A Step in the Right Direction: Improving Activities of Daily Living

Jean A. Morgan is a resident at Ave Maria Home in Memphis, Tenn. At 90 years old, she manages to still do a lot for herself. She takes daily walks from her room in a greenhouse on the Ave Maria campus to the main building, dresses herself and brushes her own teeth.

“I was very unsure of my walking, very unsteady,” said Morgan. “I didn’t want to be dependent any more than I had to be on a cane or whatever it took.

After some additional therapy to improve her activities of daily living, or ADLs, with an occupational therapist, Morgan is a lot more active and independent.

“Yes, I can walk well again,” Morgan said.

Watch the video to hear the residents tell their stories.

Room for Improvement
atom Alliance quality improvement advisors helped administrators and staff at Ave Maria Home understand their quarterly quality measures report. The staff saw an opportunity for improvement in their activities of daily living (ADL) measure in their composite score.

“Julie from atom Alliance did a webinar with us to show us our different measures, what they currently were and how we could improve them,” said Becky Lewis, administrator at Ave Maria Home.

“She showed us what she called the ‘low hanging fruit’ that we could probably improve that score immediately. And then she worked with us line by line just so we could get a better understanding as a team where these numbers come from, how we can make them better and what we should really focus in on,” added Lewis.

Two Tactics, One Goal
The staff began to meet and discuss the different quality measures on their atom Alliance reports to identify opportunities for improvement. They identified residents that could use assistance with ADLs and enrolled them in some additional therapy sessions. They also identified some instances where the nurses could use some training, like accurate charting and coding.

“The CNAs were not documenting properly because maybe they weren’t trained properly on how to document or the resident really did need assistance which is where the therapy came in,” said Lewis.

BETTY TrainingAll of the staff were re-trained on charting and coding ADLs with the BETTY training. BETTY addresses the four areas of ADL coding utilized in the skilled nursing facility setting to accurately assess and reflect the care required for the residents – bed mobility, eating, transfer and toilet use.

“It was just the knowledge.
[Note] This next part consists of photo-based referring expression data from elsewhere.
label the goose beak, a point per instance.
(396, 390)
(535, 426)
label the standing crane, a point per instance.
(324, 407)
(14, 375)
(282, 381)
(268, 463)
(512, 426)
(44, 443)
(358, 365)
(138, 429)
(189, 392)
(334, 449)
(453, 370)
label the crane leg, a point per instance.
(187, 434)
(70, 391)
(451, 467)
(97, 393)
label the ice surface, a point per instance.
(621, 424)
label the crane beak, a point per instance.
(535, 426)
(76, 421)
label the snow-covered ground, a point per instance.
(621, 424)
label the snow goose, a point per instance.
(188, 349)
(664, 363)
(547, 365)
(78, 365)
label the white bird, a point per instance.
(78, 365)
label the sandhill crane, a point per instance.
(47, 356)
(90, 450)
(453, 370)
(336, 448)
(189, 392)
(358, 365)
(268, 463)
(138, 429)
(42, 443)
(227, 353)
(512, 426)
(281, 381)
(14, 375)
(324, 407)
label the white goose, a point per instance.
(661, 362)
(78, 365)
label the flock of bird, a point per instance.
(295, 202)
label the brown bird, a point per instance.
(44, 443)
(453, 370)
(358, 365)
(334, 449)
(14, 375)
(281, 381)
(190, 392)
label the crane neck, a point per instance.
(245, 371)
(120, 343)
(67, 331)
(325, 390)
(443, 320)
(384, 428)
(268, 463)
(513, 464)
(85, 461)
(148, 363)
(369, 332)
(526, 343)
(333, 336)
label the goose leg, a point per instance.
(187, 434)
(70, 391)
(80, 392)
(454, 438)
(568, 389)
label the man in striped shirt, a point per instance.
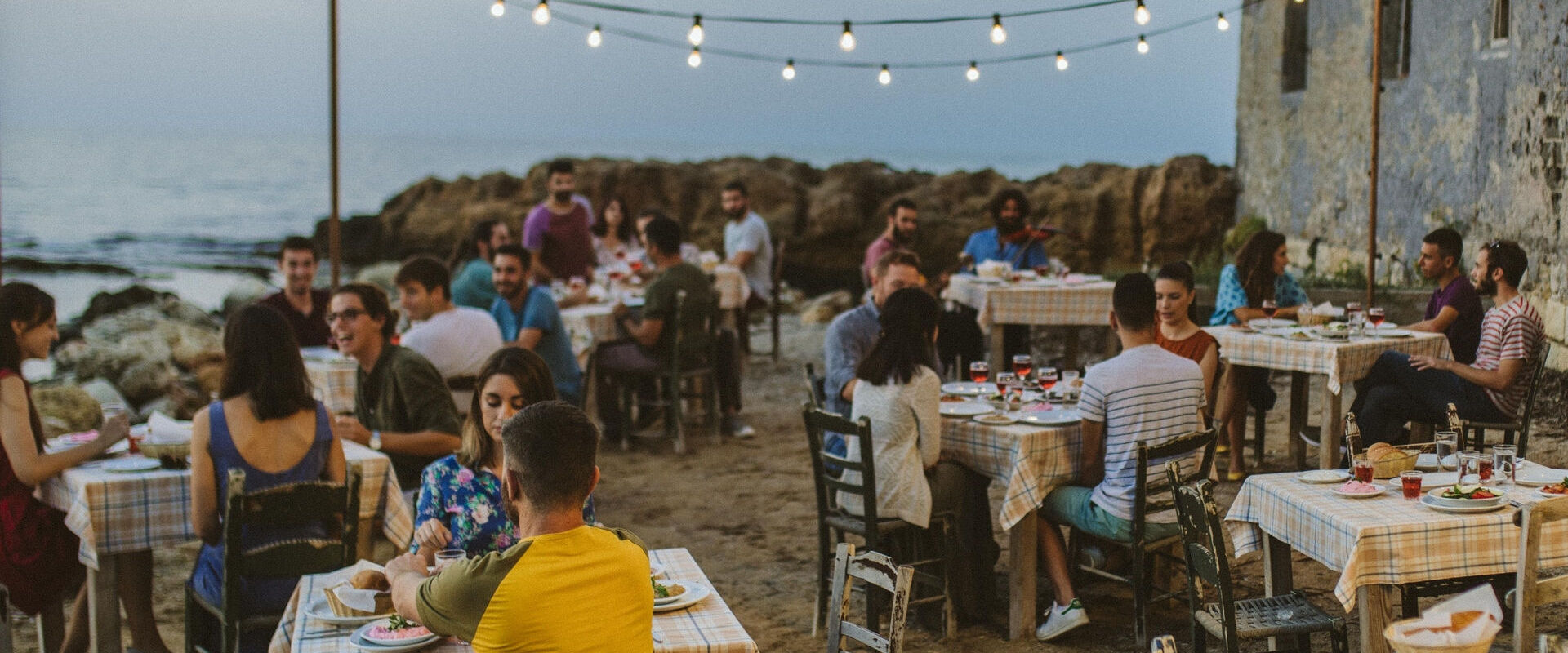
(1143, 395)
(1404, 389)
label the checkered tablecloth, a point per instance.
(1034, 303)
(1029, 460)
(1343, 362)
(1383, 539)
(707, 627)
(121, 513)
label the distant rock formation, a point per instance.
(1120, 216)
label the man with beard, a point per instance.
(1404, 389)
(902, 220)
(557, 230)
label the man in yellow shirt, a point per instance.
(565, 586)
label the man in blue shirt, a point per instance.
(528, 318)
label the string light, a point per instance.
(697, 30)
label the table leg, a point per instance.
(104, 605)
(1021, 583)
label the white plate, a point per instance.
(693, 594)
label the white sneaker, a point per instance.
(1060, 620)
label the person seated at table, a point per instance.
(269, 424)
(1179, 332)
(651, 339)
(899, 392)
(1143, 395)
(529, 318)
(1404, 387)
(1454, 309)
(1256, 276)
(402, 406)
(460, 503)
(38, 553)
(564, 586)
(453, 339)
(470, 284)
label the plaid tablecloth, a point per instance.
(1341, 362)
(1029, 460)
(1383, 539)
(121, 513)
(707, 627)
(1034, 303)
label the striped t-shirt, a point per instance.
(1142, 395)
(1510, 332)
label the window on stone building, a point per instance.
(1293, 64)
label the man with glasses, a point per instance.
(1404, 389)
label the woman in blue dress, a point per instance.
(269, 424)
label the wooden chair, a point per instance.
(1228, 619)
(291, 504)
(879, 533)
(1529, 591)
(1152, 495)
(877, 571)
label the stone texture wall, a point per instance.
(1472, 136)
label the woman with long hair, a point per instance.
(269, 424)
(460, 500)
(1256, 276)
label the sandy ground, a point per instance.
(745, 509)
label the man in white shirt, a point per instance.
(455, 339)
(1143, 395)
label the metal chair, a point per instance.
(1230, 619)
(1152, 495)
(291, 504)
(877, 571)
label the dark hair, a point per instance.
(552, 446)
(908, 318)
(621, 230)
(425, 271)
(375, 301)
(533, 380)
(1133, 300)
(262, 359)
(27, 304)
(296, 245)
(1450, 243)
(1254, 265)
(664, 233)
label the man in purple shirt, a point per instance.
(557, 229)
(1454, 307)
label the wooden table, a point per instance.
(1029, 460)
(126, 513)
(1338, 364)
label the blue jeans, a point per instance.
(1394, 393)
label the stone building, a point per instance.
(1474, 118)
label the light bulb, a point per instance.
(847, 39)
(697, 30)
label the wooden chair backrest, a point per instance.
(877, 571)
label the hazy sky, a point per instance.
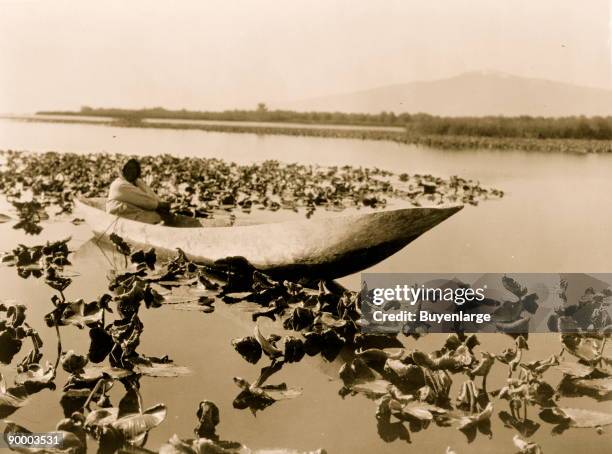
(209, 54)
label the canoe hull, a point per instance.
(328, 247)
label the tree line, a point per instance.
(575, 127)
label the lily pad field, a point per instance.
(123, 350)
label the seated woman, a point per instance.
(129, 197)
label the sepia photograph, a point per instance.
(306, 226)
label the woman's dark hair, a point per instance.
(131, 170)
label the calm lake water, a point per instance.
(555, 217)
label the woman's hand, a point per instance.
(163, 207)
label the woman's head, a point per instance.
(131, 170)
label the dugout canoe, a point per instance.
(328, 247)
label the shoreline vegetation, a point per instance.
(567, 134)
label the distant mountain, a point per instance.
(470, 94)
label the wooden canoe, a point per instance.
(328, 247)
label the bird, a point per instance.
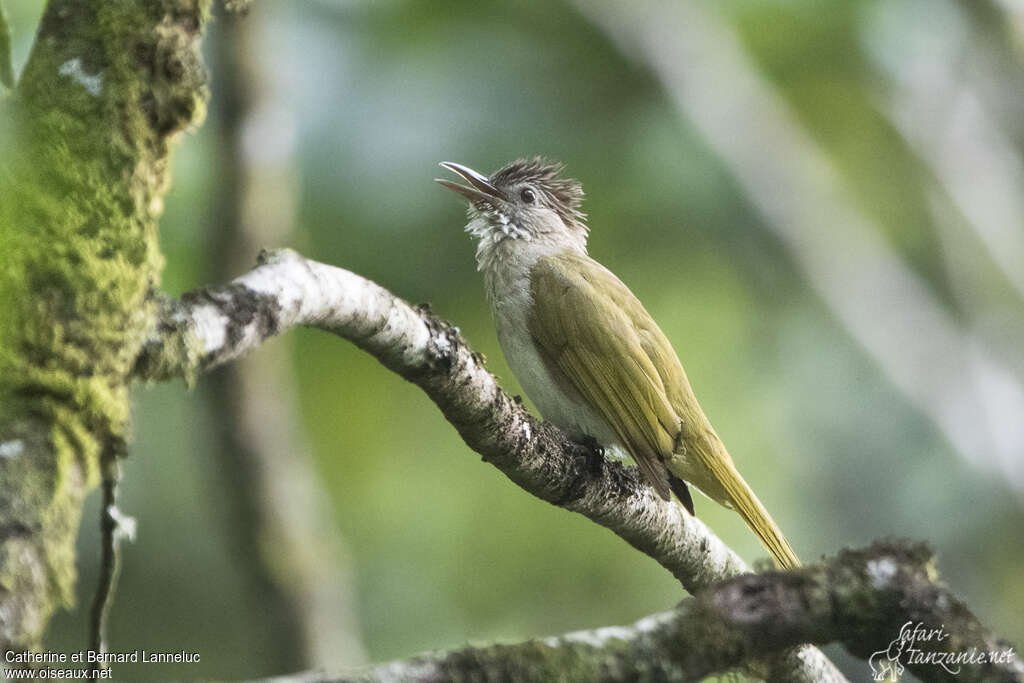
(585, 350)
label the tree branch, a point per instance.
(861, 598)
(86, 137)
(212, 326)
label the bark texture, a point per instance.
(860, 598)
(86, 136)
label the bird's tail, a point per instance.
(754, 513)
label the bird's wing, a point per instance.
(589, 325)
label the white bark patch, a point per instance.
(11, 449)
(881, 571)
(91, 82)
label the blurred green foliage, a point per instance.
(443, 549)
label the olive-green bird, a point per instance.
(584, 348)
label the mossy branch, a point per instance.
(863, 599)
(85, 137)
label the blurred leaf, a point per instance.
(6, 73)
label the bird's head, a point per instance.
(526, 200)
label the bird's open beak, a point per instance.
(479, 188)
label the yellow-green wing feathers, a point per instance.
(589, 343)
(625, 368)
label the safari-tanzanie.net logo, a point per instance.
(918, 645)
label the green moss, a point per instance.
(86, 138)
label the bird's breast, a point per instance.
(543, 382)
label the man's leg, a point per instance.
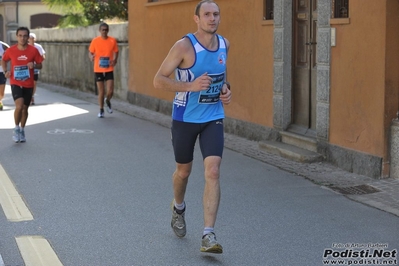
(100, 87)
(110, 89)
(24, 115)
(2, 88)
(19, 106)
(19, 103)
(33, 94)
(110, 93)
(211, 197)
(180, 180)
A lot of the CNAs and nurses that may have been charting, weren’t charting something because they really didn’t realize what was the right thing to chart,” said Lewis.

Administrators also worked with the therapists on campus to identify residents who could do more on their own with some physical and occupational therapy.

“We identified people that were here for long-term care that needed more assistance with their activities of daily living, and so that’s where their Medicare Part B comes into play,” said Lewis. “We can screen to see if they need assistance with transferring or going to the bathroom or maybe even feeding themselves. And if they did need a little more assistance then we could offer that therapy through part B and they could get stronger and be able to have a higher functioning level,” she explained.

Moving in the Right Direction
Since beginning their performance improvement project to lower their ADL measure, the team at Ave Maria Home has seen their overall composite score reduced from a 12 to a 10. In addition to seeing residents do more for themselves, they have also seen a reduction in falls with injuries and a decline in weight loss.

“Thanks to atom Alliance we are going to be focusing on this number and keeping it where CMS wants it to be,” said Lewis.